Dalam konsep an-naas pada umumnya dihubungkan dengan fungsi manusia sebagai makhluk sosial (Jalaluddin, 2003: 24). Tentunya sebagai makhluk sosial manusia harus mengutamakan keharmonisan bermasyarakat. Manusia harus hidup sosial artinya tidak boleh sendiri-sendiri Karena manusia tidak bisa hidup sendiri tanpa bantuan orang lain di sekitarnya. Jika kita kembali ke asal mula terjadinya manusia yang bermula dari pasangan laki-laki dan wanita (Adam dan Hawa), dan berkembang menjadi masyarakat dengan kata lain adanya pengakuan terhadap spesis di dunia ini, menunjukkan bahwa manusia harus hidup bersaudara dan tidak boleh saling menjatuhkan. Secara sederhana, inilah sebenarnya fungsi manusia dalam konsep an-naas.

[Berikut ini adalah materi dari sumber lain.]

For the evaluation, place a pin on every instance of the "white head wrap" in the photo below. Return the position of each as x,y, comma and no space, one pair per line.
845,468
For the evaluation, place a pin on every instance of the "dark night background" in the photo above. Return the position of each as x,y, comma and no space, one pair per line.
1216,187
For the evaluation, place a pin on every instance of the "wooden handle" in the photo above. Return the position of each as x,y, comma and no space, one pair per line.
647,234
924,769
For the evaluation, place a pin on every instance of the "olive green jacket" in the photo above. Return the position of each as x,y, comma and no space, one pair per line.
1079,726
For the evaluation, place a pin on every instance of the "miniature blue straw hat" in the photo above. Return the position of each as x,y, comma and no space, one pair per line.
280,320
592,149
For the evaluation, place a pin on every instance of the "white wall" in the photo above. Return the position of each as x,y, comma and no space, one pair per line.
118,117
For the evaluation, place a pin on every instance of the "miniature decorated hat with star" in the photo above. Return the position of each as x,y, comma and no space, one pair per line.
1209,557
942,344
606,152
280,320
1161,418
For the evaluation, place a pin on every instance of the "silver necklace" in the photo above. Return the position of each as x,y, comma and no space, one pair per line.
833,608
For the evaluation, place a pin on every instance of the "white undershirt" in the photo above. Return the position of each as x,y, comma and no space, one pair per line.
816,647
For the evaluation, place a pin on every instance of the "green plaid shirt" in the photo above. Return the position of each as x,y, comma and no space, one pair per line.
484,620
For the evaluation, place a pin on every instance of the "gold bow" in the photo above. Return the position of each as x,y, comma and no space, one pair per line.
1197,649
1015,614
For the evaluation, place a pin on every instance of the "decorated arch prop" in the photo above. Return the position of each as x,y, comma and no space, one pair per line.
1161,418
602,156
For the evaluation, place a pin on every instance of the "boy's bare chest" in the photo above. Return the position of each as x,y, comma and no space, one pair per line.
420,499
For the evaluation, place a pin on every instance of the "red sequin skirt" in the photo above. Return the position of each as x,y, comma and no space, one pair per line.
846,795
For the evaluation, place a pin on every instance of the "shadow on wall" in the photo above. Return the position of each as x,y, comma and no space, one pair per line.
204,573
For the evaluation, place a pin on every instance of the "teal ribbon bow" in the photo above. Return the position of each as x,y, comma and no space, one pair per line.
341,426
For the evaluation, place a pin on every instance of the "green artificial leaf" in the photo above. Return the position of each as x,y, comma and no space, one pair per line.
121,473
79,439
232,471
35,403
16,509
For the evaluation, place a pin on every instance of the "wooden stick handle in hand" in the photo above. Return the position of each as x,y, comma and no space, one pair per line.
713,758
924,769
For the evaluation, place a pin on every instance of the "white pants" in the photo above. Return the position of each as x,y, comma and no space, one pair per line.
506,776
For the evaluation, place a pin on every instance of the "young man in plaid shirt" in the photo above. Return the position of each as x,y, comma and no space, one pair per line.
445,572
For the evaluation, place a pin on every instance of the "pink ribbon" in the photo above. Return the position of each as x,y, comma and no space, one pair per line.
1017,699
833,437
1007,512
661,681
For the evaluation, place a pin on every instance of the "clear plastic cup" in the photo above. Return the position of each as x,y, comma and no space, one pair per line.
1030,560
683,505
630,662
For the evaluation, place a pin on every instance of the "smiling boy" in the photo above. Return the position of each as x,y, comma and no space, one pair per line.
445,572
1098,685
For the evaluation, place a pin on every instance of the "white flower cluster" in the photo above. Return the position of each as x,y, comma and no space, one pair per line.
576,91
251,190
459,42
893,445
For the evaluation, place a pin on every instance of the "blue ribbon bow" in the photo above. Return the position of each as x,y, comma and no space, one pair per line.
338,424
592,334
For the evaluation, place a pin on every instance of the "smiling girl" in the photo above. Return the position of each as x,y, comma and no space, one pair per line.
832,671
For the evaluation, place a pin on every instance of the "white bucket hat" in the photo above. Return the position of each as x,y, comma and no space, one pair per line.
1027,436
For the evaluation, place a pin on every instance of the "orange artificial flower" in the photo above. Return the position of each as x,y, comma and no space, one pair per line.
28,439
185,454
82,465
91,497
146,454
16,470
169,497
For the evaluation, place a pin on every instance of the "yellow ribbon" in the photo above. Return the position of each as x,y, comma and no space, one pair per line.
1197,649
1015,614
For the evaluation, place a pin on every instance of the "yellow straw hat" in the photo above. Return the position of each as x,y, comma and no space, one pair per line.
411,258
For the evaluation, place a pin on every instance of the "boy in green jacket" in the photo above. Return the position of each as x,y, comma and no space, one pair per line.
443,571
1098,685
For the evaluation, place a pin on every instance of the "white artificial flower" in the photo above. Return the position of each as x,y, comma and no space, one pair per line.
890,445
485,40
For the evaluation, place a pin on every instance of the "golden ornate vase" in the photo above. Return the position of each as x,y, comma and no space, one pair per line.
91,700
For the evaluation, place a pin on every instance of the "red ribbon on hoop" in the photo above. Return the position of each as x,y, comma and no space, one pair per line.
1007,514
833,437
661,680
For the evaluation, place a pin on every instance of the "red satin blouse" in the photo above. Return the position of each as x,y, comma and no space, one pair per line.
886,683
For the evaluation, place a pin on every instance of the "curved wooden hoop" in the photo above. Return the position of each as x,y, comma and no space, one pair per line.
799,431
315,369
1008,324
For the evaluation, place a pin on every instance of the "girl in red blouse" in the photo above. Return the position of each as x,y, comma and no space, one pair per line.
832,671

Perbedaan Hakikat Manusia antara Filsafat Barat dan Islam
Ilmu filsafat adalah pengetahuan yang sangat luas. Memandang sesuatu dengan pandangan umum dan menyeluruh. Tentunya ilmu filsafat ini meluas ke berbagai bidang kehidupan. Mendefinisikan berbagai hal hal secara luas, termasuk definisi tentang manusia.
Dalam Filsafat barat kajian tentang manusia di sebut ke dalam kajian ontologi dan matafisika. Hal tersebut biasa disebut dengan antropologi metafisik atau psikologi metafisik.[1] (Susanto, 2014)
Para ahli pikir dan ahli filsafat memberikan sbuten kepada manusia sesuai dengan kemampuan yang dapat dilakukan manusia di bumi ini; [2](Ihsan, 2007)
- Manusia adalah Homo Sapiens, artinya makhluk yang mempunyai budi
- Manusia adalah Animal Rational, artinya binatang yang berpikir,
- Manusia adalah Homo Laquen, artinya makhluk yang pandai menciptakan bahasa dan menjelmakan pikiran manusia dan perasaan dalam kata-kata yang tersusun,
- Manusia adalah Homo Faber, artinya makhluk yang terampil. Dia pandai membuat perkakas atau disebut juga Toolmaking Animal yaitu binatang yang pandai membuat alat,
- Manusia adalah Zoon Politicon, yaitu makhluk yang pandai bekerjasama, bergaul dengan orang lain dan mengorganisasi diri untuk memenuhi kebutuhan hidupnya,
- Manusia adalah Homo Economicus, artinya makhluk yang tunduk pada prinsip-prinsip ekonomi dan bersifat ekonomis,
- Manusia adalah Homo Religious, yaitu makhluk yang beragama. Dr. M. J. Langeveld seorang tokoh pendidikan bangsa Belanda, memandang manusia sebagai Animal Educadum dan Animal Educable, yaitu manusia adalah makhluk yang harus dididik dan dapat dididik. Oleh karena itu, unsur rohaniah merupakan syarat mutlak terlaksananya program-program pendidikan.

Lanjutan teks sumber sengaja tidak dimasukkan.